Droni per aggirare i controlli
L’episodio non è isolato ma rappresenta l’ennesimo segnale di un fenomeno ormai strutturato. L’utilizzo dei droni per introdurre droga e telefoni negli istituti penitenziari si sta consolidando come una delle principali strategie della criminalità per eludere i controlli.
Le aree intorno al carcere, in particolare quelle vicine al Centro Direzionale, diventano così punti sensibili, dove operazioni pianificate nei dettagli cercano di superare le barriere fisiche e i sistemi di sicurezza.
Un sistema organizzato
Ciò che emerge con maggiore evidenza è il livello organizzativo. Ogni operazione presuppone una filiera precisa: preparazione del carico, scelta del punto di decollo, pianificazione del volo e individuazione delle vulnerabilità.

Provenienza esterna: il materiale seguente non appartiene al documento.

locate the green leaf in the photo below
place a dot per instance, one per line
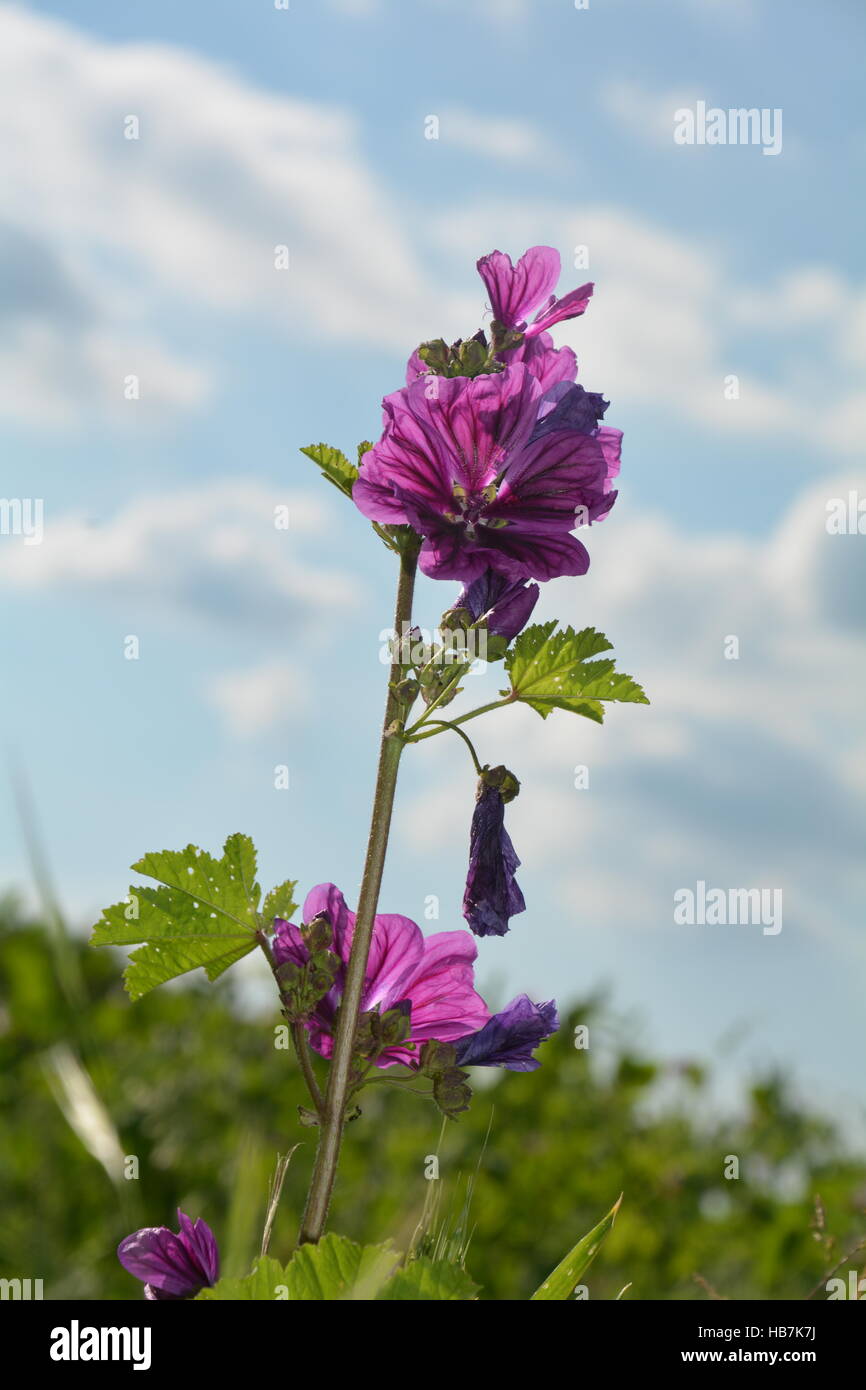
(339, 1269)
(280, 902)
(552, 670)
(205, 913)
(426, 1279)
(268, 1280)
(334, 464)
(572, 1269)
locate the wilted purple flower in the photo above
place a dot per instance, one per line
(505, 605)
(173, 1266)
(492, 895)
(509, 1039)
(459, 460)
(433, 975)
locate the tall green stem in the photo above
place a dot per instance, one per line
(334, 1111)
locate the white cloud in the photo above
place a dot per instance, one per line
(667, 325)
(505, 138)
(213, 551)
(648, 116)
(744, 772)
(253, 701)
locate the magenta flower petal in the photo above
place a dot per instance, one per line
(173, 1266)
(515, 291)
(570, 306)
(431, 975)
(487, 483)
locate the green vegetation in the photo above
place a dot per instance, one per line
(205, 1101)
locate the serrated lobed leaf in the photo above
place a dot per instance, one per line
(337, 1268)
(156, 963)
(203, 913)
(266, 1283)
(551, 669)
(334, 466)
(280, 902)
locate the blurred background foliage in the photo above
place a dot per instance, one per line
(203, 1100)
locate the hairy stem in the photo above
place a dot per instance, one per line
(302, 1051)
(331, 1126)
(452, 723)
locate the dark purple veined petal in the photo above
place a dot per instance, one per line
(510, 1037)
(492, 895)
(503, 603)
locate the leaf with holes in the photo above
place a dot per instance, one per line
(552, 669)
(203, 913)
(334, 464)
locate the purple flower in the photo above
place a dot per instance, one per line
(492, 895)
(173, 1266)
(509, 1037)
(433, 976)
(528, 285)
(516, 291)
(505, 606)
(459, 460)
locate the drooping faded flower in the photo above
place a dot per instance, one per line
(173, 1266)
(492, 895)
(509, 1037)
(474, 466)
(428, 979)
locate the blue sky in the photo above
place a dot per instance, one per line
(156, 257)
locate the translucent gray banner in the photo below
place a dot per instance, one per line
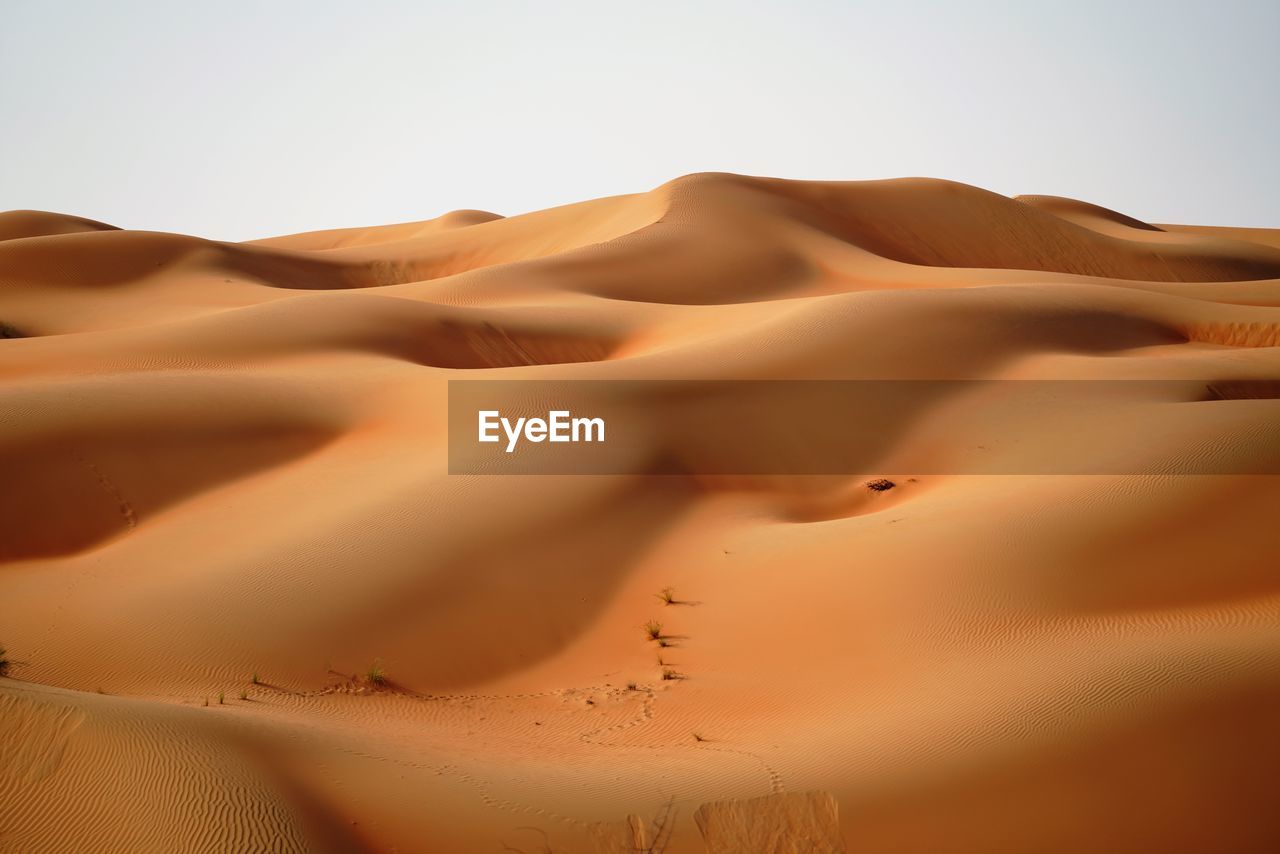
(864, 427)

Le indagini dei Carabinieri, coordinate dalla Direzione Distrettuale Antimafia, hanno già documentato l’esistenza di una rete strutturata, capace anche di modificare i droni per aumentarne autonomia, quota e capacità di carico, rendendo più difficile l’intercettazione.
Piloti specializzati e compensi elevati
A gestire queste operazioni ci sono veri e propri “dronisti”, figure con competenze tecniche specifiche. Secondo quanto emerso dalle inchieste, i compensi possono variare da alcune centinaia di euro fino a cifre molto più elevate per singola missione.

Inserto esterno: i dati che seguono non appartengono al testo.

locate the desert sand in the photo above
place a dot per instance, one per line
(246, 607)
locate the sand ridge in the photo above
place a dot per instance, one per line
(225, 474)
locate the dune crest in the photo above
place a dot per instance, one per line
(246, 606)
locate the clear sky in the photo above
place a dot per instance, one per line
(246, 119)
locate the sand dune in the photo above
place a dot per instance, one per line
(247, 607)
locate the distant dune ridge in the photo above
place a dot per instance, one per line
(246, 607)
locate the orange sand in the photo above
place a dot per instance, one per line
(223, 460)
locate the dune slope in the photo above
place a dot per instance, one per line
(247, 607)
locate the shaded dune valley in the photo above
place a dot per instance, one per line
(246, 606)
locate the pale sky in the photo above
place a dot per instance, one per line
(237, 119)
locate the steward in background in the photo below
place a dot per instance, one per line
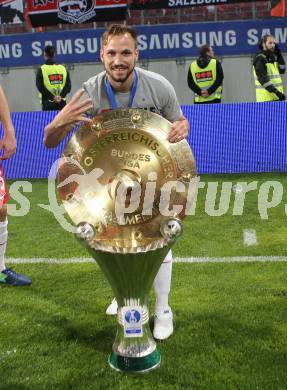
(268, 64)
(53, 82)
(205, 77)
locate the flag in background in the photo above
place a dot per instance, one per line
(11, 12)
(53, 12)
(279, 9)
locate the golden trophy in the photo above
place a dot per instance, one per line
(126, 189)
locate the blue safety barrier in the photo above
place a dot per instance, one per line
(225, 138)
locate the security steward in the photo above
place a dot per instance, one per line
(205, 77)
(53, 82)
(268, 64)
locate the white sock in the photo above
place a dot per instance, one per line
(162, 284)
(3, 243)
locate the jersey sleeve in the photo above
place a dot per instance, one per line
(171, 107)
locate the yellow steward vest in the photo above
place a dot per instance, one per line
(205, 78)
(54, 78)
(262, 95)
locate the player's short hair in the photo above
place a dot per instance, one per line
(118, 29)
(50, 51)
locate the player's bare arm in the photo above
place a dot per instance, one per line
(179, 130)
(66, 119)
(8, 143)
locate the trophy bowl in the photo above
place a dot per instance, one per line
(126, 188)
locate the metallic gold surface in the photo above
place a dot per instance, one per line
(124, 149)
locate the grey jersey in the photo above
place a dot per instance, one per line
(154, 93)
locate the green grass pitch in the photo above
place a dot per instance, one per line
(230, 318)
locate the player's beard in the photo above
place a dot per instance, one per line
(120, 79)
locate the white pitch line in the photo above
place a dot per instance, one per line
(235, 259)
(249, 237)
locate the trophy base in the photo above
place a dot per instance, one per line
(133, 364)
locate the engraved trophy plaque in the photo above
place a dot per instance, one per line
(127, 189)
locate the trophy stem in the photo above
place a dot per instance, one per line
(131, 364)
(131, 276)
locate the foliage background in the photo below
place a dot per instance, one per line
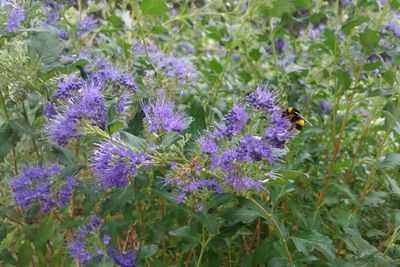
(336, 200)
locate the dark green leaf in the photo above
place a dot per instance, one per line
(133, 141)
(310, 240)
(153, 7)
(42, 232)
(369, 39)
(209, 222)
(357, 244)
(47, 46)
(197, 112)
(147, 251)
(63, 69)
(215, 66)
(7, 257)
(169, 139)
(8, 140)
(394, 186)
(352, 23)
(116, 126)
(244, 215)
(391, 161)
(255, 54)
(187, 233)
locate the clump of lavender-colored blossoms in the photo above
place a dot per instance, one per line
(17, 15)
(179, 70)
(41, 185)
(84, 100)
(114, 163)
(160, 116)
(88, 105)
(83, 247)
(232, 151)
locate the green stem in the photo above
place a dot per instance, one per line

In alcuni casi si parla di 700-800 euro a operazione, mentre altri episodi documentano compensi fino a 3mila euro a viaggio. In intercettazioni, un pilota avrebbe riferito guadagni anche superiori.
Un salto di qualità della criminalità
Poggioreale e Secondigliano non sono solo luoghi di sequestri occasionali, ma il punto in cui diventa visibile un cambiamento più ampio.
L’uso di droni modificati, l’impiego di piloti specializzati e una logistica flessibile indicano come la criminalità organizzata stia evolvendo i propri strumenti operativi, riuscendo a superare muri, distanze e controlli con modalità sempre più sofisticate.